Okay, maybe I could become a Franciscan monk, a brother to mankind and to the planets in their orbits. But here’s the thing: I dig chicks. I do. I must confess. And I’m not even talking about sex. (Okay, maybe I am. Whatever.) Can I get a witness? They’re just… different than me. A woman has so many qualities I don’t find in even the most sensitive and balanced of men. “Fearfully and wonderfully made”, I am –or so say the Scriptures… and I was made to love a woman. So I guess my monastic ambitions have to be shelved, or re-directed.
(Did I just say all that? Out loud? In front of God and everybody? Mark, ya gotta do something about your over-sharing problem. You’re gonna freak people out. Or at least solve your sleep deprivation problem, so you can keep that all-important social filter in place better.)
P.S. Facebookistan: this is NOT your cue to send me porn spam. Or to set me up with your sister.
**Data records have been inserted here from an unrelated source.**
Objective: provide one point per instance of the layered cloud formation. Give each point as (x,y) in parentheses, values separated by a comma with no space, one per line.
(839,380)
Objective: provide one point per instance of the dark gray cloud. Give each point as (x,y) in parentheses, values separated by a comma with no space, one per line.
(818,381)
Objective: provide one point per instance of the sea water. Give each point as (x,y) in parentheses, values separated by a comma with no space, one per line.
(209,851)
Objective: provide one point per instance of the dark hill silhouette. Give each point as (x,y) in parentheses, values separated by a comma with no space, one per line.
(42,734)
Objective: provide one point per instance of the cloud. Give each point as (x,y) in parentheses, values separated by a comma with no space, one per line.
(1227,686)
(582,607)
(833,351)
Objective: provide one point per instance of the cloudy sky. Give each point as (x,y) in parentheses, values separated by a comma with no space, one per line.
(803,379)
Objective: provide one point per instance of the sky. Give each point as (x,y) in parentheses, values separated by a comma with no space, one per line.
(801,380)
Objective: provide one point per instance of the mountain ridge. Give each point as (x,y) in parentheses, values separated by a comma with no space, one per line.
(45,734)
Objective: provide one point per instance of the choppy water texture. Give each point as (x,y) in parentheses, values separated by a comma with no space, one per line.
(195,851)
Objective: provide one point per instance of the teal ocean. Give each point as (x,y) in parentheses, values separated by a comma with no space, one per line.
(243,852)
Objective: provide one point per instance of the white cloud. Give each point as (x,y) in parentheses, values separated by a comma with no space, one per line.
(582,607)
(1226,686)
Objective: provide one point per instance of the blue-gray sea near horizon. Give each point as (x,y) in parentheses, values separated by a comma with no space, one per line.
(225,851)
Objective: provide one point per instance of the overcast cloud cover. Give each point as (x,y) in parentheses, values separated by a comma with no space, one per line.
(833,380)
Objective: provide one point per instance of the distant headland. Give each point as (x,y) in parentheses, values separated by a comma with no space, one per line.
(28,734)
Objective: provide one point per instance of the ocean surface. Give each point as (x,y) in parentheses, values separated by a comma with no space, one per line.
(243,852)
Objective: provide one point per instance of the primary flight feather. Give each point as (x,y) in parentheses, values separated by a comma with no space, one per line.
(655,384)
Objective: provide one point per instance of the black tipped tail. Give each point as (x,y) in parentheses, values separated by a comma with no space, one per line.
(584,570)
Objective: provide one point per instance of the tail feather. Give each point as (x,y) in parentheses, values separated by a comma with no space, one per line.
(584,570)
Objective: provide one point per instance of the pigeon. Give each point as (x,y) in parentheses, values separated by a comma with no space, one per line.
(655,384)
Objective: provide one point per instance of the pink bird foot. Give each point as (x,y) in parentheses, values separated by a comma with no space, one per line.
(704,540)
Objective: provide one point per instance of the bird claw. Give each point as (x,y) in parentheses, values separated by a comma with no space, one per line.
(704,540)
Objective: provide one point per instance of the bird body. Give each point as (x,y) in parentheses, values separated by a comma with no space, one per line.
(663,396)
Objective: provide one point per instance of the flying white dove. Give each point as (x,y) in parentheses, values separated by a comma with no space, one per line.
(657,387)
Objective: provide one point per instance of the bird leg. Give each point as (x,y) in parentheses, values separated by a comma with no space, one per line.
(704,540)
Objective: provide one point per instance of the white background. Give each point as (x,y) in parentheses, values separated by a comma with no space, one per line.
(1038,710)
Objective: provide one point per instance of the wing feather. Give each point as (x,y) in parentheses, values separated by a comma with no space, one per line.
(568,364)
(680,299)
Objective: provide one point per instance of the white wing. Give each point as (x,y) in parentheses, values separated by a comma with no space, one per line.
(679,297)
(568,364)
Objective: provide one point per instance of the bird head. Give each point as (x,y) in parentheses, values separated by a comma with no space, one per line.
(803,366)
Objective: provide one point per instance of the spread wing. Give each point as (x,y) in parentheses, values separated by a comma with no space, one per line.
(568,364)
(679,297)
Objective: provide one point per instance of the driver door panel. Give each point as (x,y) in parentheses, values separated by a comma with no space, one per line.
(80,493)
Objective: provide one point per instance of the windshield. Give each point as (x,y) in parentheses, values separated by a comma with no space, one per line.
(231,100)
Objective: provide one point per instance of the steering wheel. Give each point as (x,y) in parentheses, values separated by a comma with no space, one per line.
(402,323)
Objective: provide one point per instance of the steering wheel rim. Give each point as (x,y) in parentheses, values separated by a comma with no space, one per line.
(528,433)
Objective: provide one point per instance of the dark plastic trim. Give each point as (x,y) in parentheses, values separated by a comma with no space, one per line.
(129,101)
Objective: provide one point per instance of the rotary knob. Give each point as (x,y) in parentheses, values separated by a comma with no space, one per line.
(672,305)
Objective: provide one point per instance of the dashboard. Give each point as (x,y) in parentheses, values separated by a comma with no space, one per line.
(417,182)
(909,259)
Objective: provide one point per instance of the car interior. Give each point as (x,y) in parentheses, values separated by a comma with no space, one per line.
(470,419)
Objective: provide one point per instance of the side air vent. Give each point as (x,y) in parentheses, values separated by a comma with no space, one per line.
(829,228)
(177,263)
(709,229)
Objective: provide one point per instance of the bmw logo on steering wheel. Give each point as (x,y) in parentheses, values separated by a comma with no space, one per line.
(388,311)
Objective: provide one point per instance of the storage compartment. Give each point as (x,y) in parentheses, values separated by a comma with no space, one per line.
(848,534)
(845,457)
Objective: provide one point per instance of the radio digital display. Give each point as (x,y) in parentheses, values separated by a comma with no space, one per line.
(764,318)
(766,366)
(Okay, maybe I’ll go out with her. But the thing is, I’m broke, so we gotta go Dutch. That Franciscan vow of poverty thing: No, I have not chosen that. I just have this really weird, “working poor”, downright bad job that kept me out till 3am last night [thus the sleep deprivation and poor blogging-impulse control] and yet doesn’t pay well enough to justify the aggravation. Who will rescue me from the barbarians of this generation? But not in a co-dependent “rescuer”, be-my-new-Mom sort of way, y’know?)